The Tax Faculty of the Institute of Chartered Accountants in England and Wales noted that HMRC's intention is to recover any SEISS grant that was not due “by way of a 100 percent tax charge, with the regular tax charge being dis-applied, in a manner which is independent of the self-assessment tax return, although there will be an opportunity on the tax return to declare liability to the recovery charge.”

Finance Bill Debates

The finance bill includes the digital services tax legislation. The Office of the U.S. Trade Representative announced on June 2 that it is initiating investigations into “digital services taxes adopted or under consideration” by the United Kingdom and several other trading partners, including the EU. It invited public comments by July 15.

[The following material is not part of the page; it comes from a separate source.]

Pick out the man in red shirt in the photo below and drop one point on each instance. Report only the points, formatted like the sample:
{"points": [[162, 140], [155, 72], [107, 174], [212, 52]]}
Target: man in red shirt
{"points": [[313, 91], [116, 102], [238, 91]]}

The bill also includes the significant reduction in capital gains tax entrepreneurs’ relief announced in the March budget. The Chartered Institute of Taxation has pointed out that while “the media was full of comments from friends and enemies of entrepreneurs’ relief” in the weeks leading to the budget, there was no formal public consultation.

“We hope that [members of Parliament] will look closely at the government’s plans for entrepreneurs’ relief. This could usefully include asking why the government’s review was not carried out in public. It is disappointing that such a significant change to an established relief risks going through the policy process with little independent examination and debate,” CIOT Tax Policy Director John Cullinane said in a June 2 release.

Cullinane said uncertainty about tax reliefs presents a difficulty for taxpayers who have legitimately taken advantage of reliefs. There are people affected by the budget change who reinvested money in the expectation of a relief that they will no longer receive, he noted. “Without transitional provisions, such ‘retroactive’ effects are inevitable in a capital gains tax system where there is deferral advantage in that gains are taxed only when realized rather than as accrued,” he said.

Fewer than one in 10 claimants say entrepreneurs’ relief has been an incentive to set up a business, Sunak said during his budget speech. “Just because it is called 'entrepreneurs’ relief' doesn’t mean that it’s entrepreneurs who mainly benefit,” he added. He said he did not want to discourage genuine entrepreneurs who rely on the relief, so rather than abolish it, he proposed to reduce the lifetime limit from £10 million to £1 million. The bill provides that the relief will be known as “business assets disposal relief.”

Amendments proposed by June 1 were set out in a House of Commons notice. They include government amendments introducing the deferred IR35 legislation and extending time limits relating to the loan charge. The cross-party public bill committee on the finance bill has invited written evidence from those with “relevant expertise and experience or a special interest” in the bill.